JACQUI Remond is enjoying the challenge of her role in the Church’s mapping of a post-COVID world – including her late-night connections with Rome.

Ms Remond, based in Sydney, is co-founder of the Global Catholic Climate Movement and a Laudato Si’ consultant, and the Rome discussions are part of her involvement with the Vatican COVID-19 Commission.

Pope Francis established the commission in March to confront the challenges the world was facing through the pandemic and would face after it.

Ms Remond was invited to be one of the co-ordinators of an ecology taskforce within one of the commission’s five working groups.
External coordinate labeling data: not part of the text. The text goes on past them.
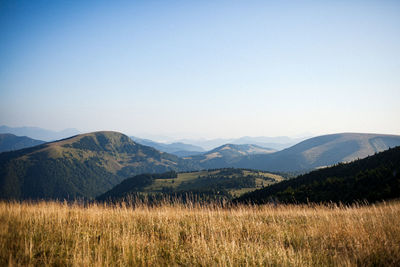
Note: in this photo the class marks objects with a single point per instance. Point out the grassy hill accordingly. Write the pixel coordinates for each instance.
(204, 185)
(9, 142)
(81, 166)
(321, 151)
(227, 155)
(374, 178)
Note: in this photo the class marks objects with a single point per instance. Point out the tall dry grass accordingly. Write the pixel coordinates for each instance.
(50, 233)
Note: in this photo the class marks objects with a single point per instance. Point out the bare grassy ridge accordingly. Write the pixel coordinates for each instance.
(50, 233)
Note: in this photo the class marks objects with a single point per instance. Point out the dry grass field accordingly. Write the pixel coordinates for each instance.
(51, 233)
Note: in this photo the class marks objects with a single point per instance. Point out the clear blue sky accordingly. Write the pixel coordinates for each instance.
(201, 68)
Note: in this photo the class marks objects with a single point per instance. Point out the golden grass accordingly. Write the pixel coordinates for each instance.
(50, 233)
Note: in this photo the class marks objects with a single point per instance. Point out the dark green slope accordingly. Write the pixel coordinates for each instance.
(206, 184)
(81, 166)
(321, 151)
(10, 142)
(373, 179)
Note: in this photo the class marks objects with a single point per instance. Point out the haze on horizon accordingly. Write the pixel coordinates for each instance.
(209, 69)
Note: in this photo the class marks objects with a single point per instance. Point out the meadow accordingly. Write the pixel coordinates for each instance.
(62, 234)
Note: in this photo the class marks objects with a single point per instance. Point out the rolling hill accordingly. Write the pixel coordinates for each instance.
(372, 179)
(227, 155)
(320, 152)
(9, 142)
(204, 185)
(85, 166)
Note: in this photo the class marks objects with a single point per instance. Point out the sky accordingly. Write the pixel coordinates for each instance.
(211, 69)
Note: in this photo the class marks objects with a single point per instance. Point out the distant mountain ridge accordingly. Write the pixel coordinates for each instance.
(277, 143)
(178, 148)
(227, 155)
(84, 165)
(10, 142)
(321, 151)
(39, 133)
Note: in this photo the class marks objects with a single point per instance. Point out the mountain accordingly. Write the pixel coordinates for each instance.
(227, 155)
(9, 142)
(203, 185)
(277, 143)
(85, 165)
(320, 152)
(39, 133)
(372, 179)
(179, 149)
When the commission was launched in March, the Vatican said the goal of the commission, led by the Dicastery for Promoting Integral Human Development, was “to express the Church’s concern and love for the entire human family in the face of the COVID-19 pandemic”.

The combined work of the Ecology, Economy, Security and Health Taskforces was to include “an analysis and a reflection on the socio-economic and culture challenges of the future and proposed guidelines to address them”.

The Vatican COVID-19 Commission is divided into five working groups focused on a specific aspect of the pandemic.

The first working group, dedicated to “listening and supporting local churches”, was to co-operate with Caritas Internationalis, the office of the papal almoner, the Congregation for the Evangelisation of Peoples and the Vatican pharmacy.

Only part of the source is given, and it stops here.